You're not pinnochio. Lying isn't going to make it bigger.
I know this may seem inappropriate, but are you gonna bring any blow to the wedding?
after we had sex he went grocery shopping. at 6 am. i've never been more confused in my life
He's currently rapping every word to 'more money more problems' at what could be a over 30s gay bar. I'm not sure yet. More info to come.
do you find it slutty that the last person I had sex with is also the person who sings my ringtone ?
Thanks for your number, i want to ski with you, do party with you and sleep with you. Lucas.
So it's always a good weekend when you don't get any sleep, try opening a bottle of wine on rocks, and end up needing a tetanus booster for our stupidity... Same thing next weekend?
idk, it started getting weird when they were looking up videos of lesbian giraffes
In case you wake up wondering why your eyes hurt... You were claiming to be Zeus and that mortal weapons couldn't harm you. Some chick took it as a challenge and pepper sprayed you. Sorry dude.

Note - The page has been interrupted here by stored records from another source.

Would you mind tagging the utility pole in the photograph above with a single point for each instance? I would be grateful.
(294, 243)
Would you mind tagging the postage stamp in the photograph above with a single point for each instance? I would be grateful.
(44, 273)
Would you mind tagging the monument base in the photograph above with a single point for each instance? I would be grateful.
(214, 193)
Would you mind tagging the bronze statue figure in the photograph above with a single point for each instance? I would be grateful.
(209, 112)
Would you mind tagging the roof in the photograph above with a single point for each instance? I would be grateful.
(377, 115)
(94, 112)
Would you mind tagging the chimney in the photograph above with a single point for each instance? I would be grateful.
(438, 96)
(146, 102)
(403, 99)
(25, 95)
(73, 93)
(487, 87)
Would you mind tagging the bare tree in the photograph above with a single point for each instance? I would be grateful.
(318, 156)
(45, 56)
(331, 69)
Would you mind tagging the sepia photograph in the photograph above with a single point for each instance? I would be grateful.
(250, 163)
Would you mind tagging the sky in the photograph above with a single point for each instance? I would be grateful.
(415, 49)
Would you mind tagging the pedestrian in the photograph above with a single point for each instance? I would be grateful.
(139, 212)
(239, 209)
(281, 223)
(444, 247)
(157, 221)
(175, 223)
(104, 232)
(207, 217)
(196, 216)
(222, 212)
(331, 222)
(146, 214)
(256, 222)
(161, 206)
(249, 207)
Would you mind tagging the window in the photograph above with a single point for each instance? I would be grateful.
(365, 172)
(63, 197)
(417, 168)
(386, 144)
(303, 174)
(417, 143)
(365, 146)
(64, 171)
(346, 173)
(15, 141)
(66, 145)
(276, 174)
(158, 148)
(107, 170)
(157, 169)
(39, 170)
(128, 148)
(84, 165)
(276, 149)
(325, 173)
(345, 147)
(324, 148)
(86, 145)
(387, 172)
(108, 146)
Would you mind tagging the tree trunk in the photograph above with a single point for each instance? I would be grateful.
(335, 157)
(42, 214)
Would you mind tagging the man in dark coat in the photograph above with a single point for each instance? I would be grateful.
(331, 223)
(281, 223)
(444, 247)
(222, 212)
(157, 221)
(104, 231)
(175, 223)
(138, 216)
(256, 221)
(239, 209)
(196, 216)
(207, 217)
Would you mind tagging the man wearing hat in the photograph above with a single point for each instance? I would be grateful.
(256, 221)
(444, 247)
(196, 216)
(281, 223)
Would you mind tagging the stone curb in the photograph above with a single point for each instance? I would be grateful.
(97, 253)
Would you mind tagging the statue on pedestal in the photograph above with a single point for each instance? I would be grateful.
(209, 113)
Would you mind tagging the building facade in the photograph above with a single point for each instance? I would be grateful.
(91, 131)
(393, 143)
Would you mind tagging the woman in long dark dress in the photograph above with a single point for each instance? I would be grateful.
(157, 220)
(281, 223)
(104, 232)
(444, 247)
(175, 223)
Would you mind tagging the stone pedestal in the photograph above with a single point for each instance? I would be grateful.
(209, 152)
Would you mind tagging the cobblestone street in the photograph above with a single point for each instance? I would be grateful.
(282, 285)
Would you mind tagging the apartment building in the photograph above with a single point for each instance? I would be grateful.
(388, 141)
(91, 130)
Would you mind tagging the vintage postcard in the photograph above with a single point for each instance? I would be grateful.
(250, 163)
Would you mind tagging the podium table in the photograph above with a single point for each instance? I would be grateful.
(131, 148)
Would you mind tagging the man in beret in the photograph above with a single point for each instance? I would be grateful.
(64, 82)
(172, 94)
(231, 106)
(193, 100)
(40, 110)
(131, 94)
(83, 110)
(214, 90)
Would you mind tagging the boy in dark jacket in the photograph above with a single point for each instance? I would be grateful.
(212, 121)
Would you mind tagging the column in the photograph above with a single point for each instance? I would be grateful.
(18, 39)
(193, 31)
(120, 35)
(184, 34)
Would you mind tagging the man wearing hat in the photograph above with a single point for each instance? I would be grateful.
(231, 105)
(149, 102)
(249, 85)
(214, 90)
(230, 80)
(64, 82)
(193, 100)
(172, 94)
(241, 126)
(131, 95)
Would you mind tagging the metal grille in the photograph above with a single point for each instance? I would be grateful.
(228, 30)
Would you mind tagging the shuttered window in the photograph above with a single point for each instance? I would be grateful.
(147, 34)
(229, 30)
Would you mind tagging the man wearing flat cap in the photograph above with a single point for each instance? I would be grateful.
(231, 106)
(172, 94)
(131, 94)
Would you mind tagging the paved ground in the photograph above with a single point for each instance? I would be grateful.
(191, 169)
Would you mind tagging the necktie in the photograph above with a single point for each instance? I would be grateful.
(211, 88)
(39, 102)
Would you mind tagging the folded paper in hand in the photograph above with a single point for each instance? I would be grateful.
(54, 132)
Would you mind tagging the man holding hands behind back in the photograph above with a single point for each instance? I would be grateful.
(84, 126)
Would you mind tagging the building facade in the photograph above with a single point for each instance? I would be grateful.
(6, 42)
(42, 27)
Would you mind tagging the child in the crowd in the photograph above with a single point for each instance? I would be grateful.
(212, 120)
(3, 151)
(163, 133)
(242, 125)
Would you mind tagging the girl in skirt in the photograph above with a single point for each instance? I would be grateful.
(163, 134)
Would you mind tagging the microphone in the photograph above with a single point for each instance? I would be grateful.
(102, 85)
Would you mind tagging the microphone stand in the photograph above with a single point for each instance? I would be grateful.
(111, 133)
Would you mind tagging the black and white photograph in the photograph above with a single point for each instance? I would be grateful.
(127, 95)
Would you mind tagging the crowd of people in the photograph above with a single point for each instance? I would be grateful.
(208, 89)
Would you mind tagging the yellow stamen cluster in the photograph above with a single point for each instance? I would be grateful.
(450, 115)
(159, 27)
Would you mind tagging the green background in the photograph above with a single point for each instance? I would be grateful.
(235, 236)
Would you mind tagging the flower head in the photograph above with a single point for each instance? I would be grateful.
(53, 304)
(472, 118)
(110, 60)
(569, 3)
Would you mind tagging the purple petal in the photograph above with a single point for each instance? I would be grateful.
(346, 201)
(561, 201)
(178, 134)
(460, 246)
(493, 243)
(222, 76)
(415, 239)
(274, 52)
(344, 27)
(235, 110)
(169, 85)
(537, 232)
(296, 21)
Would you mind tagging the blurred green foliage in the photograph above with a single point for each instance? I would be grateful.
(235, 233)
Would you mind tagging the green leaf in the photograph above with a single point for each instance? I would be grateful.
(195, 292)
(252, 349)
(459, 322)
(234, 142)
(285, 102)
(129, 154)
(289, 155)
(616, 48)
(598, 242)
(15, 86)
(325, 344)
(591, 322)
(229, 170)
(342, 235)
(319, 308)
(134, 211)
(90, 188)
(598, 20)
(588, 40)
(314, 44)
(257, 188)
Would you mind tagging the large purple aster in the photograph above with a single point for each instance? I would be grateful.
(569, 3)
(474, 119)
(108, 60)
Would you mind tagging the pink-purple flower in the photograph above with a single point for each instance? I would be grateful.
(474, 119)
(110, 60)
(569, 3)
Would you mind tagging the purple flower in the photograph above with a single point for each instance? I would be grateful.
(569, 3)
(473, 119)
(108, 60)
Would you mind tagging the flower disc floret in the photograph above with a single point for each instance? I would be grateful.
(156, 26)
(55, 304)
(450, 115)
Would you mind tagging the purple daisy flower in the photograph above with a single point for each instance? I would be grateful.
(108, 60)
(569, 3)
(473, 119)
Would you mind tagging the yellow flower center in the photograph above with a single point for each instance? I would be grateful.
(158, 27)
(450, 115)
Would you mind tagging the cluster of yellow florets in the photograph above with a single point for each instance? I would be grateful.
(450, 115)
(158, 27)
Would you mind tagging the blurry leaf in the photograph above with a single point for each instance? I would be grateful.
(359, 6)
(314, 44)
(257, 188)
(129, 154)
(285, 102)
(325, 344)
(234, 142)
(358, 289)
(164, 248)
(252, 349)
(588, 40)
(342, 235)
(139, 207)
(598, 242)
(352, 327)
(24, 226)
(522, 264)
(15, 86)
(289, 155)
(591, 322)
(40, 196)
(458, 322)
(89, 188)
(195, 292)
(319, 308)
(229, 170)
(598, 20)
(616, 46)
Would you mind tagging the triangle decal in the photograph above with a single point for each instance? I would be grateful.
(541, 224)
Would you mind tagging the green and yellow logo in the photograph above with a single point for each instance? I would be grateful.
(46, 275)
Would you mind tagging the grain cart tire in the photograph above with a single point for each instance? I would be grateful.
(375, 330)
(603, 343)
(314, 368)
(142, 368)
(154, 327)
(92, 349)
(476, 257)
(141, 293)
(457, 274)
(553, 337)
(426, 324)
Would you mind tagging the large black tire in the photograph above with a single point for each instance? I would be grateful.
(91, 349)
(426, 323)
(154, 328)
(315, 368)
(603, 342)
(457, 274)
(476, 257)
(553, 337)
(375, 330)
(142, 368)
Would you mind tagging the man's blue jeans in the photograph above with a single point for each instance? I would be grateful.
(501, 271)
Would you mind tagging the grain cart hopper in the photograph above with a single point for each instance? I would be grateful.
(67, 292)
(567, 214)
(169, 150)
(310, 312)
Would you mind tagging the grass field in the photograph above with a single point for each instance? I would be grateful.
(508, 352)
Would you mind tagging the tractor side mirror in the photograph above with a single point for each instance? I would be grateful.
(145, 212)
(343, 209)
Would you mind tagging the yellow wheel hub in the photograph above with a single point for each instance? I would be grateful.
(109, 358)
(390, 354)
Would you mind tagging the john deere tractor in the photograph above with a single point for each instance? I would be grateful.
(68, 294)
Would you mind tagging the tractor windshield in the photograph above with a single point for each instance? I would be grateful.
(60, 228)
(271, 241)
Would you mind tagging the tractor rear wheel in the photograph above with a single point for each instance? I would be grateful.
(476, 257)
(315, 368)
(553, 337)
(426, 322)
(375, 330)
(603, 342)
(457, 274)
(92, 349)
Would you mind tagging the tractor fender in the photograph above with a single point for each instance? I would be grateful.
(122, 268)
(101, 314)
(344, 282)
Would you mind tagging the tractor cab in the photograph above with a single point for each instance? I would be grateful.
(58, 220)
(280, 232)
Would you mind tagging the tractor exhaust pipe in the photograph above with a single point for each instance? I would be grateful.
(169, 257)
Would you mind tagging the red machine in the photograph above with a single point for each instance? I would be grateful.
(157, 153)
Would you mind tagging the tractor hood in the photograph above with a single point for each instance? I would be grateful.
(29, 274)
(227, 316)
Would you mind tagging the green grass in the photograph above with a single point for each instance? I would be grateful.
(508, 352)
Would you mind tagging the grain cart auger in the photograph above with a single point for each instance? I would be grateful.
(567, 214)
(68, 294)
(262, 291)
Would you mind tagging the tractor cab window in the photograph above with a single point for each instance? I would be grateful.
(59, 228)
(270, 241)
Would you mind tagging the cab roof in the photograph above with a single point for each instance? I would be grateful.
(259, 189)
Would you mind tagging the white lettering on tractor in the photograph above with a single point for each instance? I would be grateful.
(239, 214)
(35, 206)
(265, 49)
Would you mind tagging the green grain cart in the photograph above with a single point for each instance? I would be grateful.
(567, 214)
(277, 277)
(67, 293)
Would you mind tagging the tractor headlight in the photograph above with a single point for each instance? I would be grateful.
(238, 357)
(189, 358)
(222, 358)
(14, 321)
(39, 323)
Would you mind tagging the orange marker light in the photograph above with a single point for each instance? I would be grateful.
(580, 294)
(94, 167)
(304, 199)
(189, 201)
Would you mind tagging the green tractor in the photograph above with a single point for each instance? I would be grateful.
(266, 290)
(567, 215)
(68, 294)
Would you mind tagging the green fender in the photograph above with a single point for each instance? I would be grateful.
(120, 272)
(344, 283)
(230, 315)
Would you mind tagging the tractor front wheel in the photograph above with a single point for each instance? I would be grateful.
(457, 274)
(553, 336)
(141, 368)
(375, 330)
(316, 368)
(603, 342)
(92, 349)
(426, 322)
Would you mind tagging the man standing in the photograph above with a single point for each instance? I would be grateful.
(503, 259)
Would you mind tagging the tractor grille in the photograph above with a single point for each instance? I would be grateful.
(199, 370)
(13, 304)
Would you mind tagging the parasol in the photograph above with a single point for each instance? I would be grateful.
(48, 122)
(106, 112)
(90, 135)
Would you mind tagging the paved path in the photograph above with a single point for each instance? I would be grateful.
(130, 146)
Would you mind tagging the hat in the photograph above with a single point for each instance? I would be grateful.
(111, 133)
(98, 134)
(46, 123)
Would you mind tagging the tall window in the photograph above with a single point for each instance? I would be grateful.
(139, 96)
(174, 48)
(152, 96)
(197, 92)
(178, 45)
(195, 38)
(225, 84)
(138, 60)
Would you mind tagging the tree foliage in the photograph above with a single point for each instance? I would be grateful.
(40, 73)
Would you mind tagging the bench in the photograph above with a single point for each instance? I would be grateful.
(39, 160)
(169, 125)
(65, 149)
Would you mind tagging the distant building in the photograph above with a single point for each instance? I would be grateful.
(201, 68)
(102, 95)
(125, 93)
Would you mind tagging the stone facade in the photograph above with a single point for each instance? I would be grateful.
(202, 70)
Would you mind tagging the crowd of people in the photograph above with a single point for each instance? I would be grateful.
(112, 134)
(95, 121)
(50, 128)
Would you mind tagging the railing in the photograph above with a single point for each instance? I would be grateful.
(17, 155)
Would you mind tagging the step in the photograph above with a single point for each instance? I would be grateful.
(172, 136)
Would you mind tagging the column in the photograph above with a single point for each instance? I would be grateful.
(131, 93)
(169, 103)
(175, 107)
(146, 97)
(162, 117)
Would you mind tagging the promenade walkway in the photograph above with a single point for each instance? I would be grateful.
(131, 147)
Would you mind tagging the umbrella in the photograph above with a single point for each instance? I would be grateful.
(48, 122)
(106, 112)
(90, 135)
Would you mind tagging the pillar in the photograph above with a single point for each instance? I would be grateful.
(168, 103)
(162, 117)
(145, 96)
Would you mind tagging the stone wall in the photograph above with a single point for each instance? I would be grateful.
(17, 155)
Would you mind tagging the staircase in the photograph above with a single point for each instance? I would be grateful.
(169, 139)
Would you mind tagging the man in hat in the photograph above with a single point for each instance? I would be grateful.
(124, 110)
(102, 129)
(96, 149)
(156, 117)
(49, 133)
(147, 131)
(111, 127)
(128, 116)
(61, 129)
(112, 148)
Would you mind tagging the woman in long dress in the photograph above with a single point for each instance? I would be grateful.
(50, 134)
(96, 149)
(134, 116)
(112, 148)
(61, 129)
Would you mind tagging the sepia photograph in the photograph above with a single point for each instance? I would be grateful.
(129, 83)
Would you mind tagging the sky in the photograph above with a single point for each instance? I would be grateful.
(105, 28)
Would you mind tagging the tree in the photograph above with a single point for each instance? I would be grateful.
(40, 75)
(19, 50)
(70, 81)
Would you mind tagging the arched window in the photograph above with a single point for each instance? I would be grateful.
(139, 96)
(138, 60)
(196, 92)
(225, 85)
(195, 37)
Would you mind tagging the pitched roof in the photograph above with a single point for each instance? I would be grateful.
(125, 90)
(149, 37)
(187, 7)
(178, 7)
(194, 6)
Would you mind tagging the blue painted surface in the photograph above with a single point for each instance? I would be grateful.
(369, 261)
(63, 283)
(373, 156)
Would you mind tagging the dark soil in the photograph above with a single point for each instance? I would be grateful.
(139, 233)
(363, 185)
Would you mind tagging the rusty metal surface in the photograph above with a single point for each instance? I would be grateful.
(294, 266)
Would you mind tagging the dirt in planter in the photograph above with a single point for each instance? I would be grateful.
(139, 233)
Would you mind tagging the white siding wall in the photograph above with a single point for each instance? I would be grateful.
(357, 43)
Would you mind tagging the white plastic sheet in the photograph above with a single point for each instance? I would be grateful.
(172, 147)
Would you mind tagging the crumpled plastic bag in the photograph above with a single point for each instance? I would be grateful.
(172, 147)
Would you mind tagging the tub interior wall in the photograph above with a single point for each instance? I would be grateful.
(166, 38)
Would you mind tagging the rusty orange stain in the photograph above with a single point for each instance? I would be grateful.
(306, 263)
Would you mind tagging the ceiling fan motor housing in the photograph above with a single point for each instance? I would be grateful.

I have a fantastic sense of humor but being called a merman isn't funny
Would it be wildly inappropriate for me to tailgate a Jonas brothers concert?
literally just tried sending to someone a video of me jerkin but my phone was connected to Apple TV and it literally just played on the tv in a full room and I'm actually about to shit myself
i liked you for your lack of ambition and abundance of weed
You have all semester to unpack your car, quarter jello shots only last until 10.
It was really strange. I feel like I had sex with a synchronized swimmer.